Fourth, given the increasing ideological alienation between North Korea and China, it would be foolish to ignore the possibility that North Korean missiles may target China itself within the foreseeable future. This would surely attract widespread discontent and severe criticism from the ordinary Chinese people who are currently being kept loyal by Xi’s vision of the “Chinese Dream.” Park has always clearly distinguished South Korea’s need to protect against North Korean WMD threats from the geopolitical wrangling between China and the United States, so China’s leaders will become deeply unpopular if, through ignoring this distinction, China becomes a North Korean target.
Fifth, the ball is now very obviously in China’s court: will Beijing finally start to take North Korea’s WMD threat seriously? Its president, Kim Jong-un, is now behaving just as he likes, blatantly (though unsuccessfully) testing an SLBM on July 9, 2016, within hours of the THAAD announcement, and utterly ignoring China’s warnings. If China wants to avoid any further unwelcome news, for example South Korea deciding to formally participate in the U.S.-led BMD system, together with Japan, China should stop sitting on its hands and do something to rein in its unruly client. Mere words just will not cut it anymore.
Time to Discuss China-South Korea-U.S. Cooperation
If the China-U.S. confrontation on the Korean Peninsula could be mitigated, this would allow China to engage in genuine security coordination to deal with North Korean WMD threats.

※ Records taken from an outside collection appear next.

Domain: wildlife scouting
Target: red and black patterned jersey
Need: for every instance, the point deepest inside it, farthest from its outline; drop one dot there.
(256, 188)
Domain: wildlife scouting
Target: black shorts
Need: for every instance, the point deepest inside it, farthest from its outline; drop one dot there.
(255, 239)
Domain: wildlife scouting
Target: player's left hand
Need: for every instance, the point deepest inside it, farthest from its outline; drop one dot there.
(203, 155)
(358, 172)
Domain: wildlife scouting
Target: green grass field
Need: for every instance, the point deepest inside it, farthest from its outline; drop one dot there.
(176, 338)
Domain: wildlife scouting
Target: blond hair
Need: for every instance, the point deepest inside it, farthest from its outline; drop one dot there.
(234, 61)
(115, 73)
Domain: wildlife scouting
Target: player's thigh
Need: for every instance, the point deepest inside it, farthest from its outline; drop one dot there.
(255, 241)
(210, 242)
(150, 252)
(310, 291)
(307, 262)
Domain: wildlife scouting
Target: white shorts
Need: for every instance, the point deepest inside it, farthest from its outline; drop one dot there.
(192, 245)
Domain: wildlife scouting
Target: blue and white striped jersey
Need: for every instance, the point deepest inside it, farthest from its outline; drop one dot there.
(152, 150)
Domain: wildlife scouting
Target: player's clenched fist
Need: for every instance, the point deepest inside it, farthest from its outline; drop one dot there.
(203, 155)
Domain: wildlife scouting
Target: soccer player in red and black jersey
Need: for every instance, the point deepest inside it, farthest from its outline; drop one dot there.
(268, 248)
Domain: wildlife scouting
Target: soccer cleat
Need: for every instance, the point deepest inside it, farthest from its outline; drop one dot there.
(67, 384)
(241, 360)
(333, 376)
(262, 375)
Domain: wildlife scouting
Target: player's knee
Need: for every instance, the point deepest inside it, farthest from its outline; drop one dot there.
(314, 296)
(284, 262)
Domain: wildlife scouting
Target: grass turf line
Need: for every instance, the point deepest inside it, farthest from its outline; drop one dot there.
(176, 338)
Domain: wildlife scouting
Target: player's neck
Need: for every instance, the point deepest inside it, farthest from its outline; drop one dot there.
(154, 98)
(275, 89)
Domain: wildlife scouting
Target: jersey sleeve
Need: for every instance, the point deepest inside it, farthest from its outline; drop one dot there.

It is not too late to prevent THAAD deployment, but China must learn to recognize its true interests. China would be relieved to escape the supposedly destabilizing effect of THAAD (Beijing argues that THAAD would not be operationally effective against North Korean ICBMs, and must therefore have another purpose), and South Korea would not have to find a site for the THAAD facility, which has encountered significant opposition from local people concerned about its safety. Also, some regional countries, most notably Russia, are worried that THAAD represents a step toward a new Cold War. And within South Korea there is significant popular support for a new trilateral security entente between Beijing, Seoul, and Washington, and notice that such people reject being characterized as “pro-China.”
Moreover, there is a path to resetting relations with the Pyongyang regime: a simultaneous implementation of North Korean denuclearization and a peace treaty between North Korea and the United States to replace the current inflexible Armistice Agreement.
The existing strategic cooperative partnership between China and South Korea cannot long sustain the destructive impact of the fundamental disagreement over THAAD. Soon it will be hard to avoid an escalating militarization of the Korean Peninsula, perhaps with South Korea acquiring nuclear weapons. China can still prevent this boomerang outcome, but only through a more flexible approach based on reality rather than ideology. China must cooperate, in good faith, with the United States and South Korea about the North Korean WMD threats. The situation is grave, and threatens the security of the whole of Northeast Asia, as well as the wider world.
Captain (ROK Navy Ret.) Sukjoon Yoon is a Senior Research Fellow at the Korea Institute for Maritime Strategy, and Director of the International Maritime Security Studies Program.